We can apply certain strategies to prevent or reduce the possibility of clinical disagreement. They are:

  • define the observed symptoms/signs clearly
  • define the technique of observation clearly
  • master the technique of observation
  • avoid the biases consciously
  • seek for a standardised environment while performing clinical observation/tests
  • seek for blinded opinions from your colleagues and corroborate your findings
  • use refined, highly calibrated tools for measurement (eg., VAS in mm)
  • document your findings using standardised (between clinicians) format

Weighted kappa: The standard kappa statistic measures the degree of agreement between two clinicians but does not account for the degree of disagreement. However, the nice property of kappa statistic is that we can give different weights to the disagreements depending on the magnitude, i.e., the higher the disagreement between clinicians, the higher the weights assigned.

Warrens (5) reports that there are eight different weighting schemes available for 3 x 3 categorical tables. An appropriate weighting scheme can be chosen by considering the type of categorical scale used to measure the degree of agreement between the clinicians. The weighted kappas proposed by Cicchetti (6) and Warrens (7)  can be used for dichotomous ordinal scale data. And, the linearly and quadratically weighted kappas can be used for continuous ordinal data (5).

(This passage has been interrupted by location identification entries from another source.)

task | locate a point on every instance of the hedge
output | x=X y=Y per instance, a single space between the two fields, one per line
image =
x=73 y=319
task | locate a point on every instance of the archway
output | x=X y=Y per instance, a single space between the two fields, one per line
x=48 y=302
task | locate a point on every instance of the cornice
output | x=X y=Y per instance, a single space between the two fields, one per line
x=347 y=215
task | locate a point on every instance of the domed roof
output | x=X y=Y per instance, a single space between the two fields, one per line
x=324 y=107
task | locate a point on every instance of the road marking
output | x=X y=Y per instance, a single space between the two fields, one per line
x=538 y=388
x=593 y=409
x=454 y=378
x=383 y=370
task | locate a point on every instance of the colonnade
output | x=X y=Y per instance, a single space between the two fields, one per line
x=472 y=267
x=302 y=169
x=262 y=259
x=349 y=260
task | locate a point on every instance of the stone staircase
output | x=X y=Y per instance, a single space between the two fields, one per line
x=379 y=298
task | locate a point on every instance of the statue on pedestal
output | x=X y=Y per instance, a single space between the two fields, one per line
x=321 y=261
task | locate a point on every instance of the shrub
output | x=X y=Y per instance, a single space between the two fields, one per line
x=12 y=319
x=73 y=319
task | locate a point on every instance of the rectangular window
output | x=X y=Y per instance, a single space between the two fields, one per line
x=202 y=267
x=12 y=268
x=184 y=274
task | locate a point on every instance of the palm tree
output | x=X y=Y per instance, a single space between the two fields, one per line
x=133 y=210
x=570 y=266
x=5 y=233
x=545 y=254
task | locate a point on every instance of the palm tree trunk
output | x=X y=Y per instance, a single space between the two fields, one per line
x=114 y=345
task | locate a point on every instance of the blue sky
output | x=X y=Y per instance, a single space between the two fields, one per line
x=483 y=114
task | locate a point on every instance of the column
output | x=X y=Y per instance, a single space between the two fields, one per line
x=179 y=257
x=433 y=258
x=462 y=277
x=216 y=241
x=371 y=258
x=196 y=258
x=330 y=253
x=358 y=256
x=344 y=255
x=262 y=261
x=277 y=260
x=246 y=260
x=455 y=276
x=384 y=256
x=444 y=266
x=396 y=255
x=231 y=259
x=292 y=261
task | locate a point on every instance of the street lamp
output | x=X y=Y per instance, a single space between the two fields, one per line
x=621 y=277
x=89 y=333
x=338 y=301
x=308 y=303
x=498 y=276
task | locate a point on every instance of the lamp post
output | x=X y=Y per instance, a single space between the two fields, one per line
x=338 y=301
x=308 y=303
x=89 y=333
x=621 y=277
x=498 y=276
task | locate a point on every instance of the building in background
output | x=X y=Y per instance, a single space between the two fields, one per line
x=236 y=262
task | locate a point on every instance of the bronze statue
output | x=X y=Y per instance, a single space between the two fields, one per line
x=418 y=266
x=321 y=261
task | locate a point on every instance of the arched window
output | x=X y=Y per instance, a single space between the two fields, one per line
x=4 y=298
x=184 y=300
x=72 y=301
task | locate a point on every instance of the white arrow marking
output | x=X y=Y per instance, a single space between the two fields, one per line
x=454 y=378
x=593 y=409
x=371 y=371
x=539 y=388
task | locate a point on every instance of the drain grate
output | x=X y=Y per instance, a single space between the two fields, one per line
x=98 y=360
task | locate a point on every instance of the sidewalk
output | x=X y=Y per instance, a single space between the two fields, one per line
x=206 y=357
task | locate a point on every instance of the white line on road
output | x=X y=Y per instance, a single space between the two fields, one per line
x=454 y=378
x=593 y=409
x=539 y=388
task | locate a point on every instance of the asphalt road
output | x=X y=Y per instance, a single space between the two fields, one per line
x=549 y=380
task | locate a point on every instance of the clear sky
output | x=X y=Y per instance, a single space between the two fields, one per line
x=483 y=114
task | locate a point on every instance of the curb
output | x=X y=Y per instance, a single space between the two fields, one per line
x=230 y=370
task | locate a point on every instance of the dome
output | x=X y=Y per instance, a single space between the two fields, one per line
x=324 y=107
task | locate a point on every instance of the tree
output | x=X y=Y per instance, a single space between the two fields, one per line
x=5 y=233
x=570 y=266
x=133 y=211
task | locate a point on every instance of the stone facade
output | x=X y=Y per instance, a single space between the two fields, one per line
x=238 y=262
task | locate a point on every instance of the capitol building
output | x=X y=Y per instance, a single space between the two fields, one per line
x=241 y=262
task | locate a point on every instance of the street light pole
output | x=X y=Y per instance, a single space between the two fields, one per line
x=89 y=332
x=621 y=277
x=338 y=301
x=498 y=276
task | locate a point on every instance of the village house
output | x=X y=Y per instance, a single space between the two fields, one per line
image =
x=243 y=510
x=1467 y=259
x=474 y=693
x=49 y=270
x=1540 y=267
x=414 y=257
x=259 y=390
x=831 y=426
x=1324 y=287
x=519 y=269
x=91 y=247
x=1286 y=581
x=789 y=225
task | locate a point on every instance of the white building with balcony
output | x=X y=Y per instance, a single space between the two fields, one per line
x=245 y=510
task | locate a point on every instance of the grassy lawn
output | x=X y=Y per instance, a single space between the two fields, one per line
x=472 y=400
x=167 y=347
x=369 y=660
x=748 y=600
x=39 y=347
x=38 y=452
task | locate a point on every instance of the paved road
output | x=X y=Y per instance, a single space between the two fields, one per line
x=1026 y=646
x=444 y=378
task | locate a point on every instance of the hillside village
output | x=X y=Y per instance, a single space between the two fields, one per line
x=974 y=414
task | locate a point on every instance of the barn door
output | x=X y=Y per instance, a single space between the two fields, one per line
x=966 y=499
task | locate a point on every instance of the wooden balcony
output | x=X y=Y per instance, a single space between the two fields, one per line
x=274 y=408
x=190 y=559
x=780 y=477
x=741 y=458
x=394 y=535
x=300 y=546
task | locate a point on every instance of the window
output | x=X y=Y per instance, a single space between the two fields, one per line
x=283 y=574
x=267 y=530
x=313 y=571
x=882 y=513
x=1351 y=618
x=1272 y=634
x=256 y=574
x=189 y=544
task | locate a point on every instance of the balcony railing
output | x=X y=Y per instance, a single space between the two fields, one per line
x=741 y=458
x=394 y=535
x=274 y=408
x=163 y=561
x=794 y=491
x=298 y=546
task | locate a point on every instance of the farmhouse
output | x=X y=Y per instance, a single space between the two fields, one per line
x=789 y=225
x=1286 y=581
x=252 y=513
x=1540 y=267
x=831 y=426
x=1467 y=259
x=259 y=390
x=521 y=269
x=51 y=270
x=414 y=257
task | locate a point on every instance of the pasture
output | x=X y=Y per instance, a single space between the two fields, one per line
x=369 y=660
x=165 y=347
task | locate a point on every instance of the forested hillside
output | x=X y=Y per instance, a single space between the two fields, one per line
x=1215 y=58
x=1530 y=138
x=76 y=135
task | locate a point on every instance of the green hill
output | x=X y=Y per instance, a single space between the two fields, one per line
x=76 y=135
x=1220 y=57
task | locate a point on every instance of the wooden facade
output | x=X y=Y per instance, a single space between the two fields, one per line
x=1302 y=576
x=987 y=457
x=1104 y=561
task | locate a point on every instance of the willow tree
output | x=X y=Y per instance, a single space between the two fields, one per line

The most commonly used and criticised one is the weighted Cohen’s kappa for nominal categories (5). The quadratically weighted kappa is also popular as it produces higher values (5). A judicious use of the weighting schemes is recommended to avoid wrong decisions in clinical practice (5).

References:

  1. Sackett, David L & Sackett, David L. Clinical epidemiology (1991). Clinical epidemiology : a basic science for clinical medicine (2nd ed). Little, Brown, Boston, MA
  2. Fletcher, R.H., Fletcher, S.W. and Fletcher, G.S., 2012. Clinical epidemiology: the essentials. Lippincott Williams & Wilkins.
  3. McGee, S., 2012. Evidence-based physical diagnosis. Elsevier Health Sciences.
  4. Viera, A.J. and Garrett, J.M., 2005. Understanding interobserver agreement: the kappa statistic. Fam Med37(5), pp.360-363.
  5. Warrens, M.J., 2013. Weighted Kappas for Tables. Journal of Probability and Statistics2013.
  6. Cicchetti, D.V., 1976. Assessing inter-rater reliability for rating scales: resolving some basic issues. The British Journal of Psychiatry, 129(5), pp.452-456.
  7. Warrens, M.J., 2013. Cohen’s weighted kappa with additive weights. Advances in Data Analysis and Classification7(1), pp.41-55.